I'm having a very, very hard time understand them. For example a question asking prove 42 is theta 1. Is it possible to use graphs?
Thanks for your time.
I'm having a very, very hard time understand them. For example a question asking prove 42 is theta 1. Is it possible to use graphs?
Thanks for your time.
On
If you look at this table, you can see you should only show there exist positive constants $k_1$ and $k_2$ such that $k_1\cdot1\leq 42 \leq k_2\cdot 1$.
For this particular case you can take $k_1=k_2=42$.

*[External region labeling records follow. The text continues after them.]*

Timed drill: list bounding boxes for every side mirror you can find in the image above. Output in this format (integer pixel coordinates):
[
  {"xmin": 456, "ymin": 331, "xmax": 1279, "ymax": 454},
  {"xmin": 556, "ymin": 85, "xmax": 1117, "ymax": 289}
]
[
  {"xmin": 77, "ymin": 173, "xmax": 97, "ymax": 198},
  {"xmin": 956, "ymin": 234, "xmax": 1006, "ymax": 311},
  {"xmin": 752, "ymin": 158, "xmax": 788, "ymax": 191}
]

Not sure if using graphs is of any help in this case. In general it might be possible to use graphs to get intuition, but a formal proof would require a closer analysis of the growth rates of the functions involved.
Geometric intuition, perhaps represented by a graph, can be useful. However, in this case it is perhaps not necessary. We have a function $f(n)$ given by $f(n)=42$ for all $n$. We have another function $g(n)$ given by $g(n)=1$ for all $n$. Boring functions, they are both constant.
I am not sure what your local definition of $\Theta$ is, the definitions can vary a little. We want to show that $f(n)$ is $\Theta(g(n))$. If you look at the definition, it means that there there is an $N$, and positive constants $k_1$ and $k_2$, such that if $n\gt N$ then $$k_1 g(n)\lt f(n)\lt k_2 g(n).$$ We can take $N=1$, it doesn't matter. Let $k_1=1$ and $k_2=50$.
Certainly $k_1 g(n)=g(n)=1\lt f(n)$. Also, $42=f(n)\lt 50=50g(n)$. So we are finished.
Informally we needed to show that $f(n)$ is (possibly only after a while) caught between a constant times $g(n)$ and another constant times $g(n)$.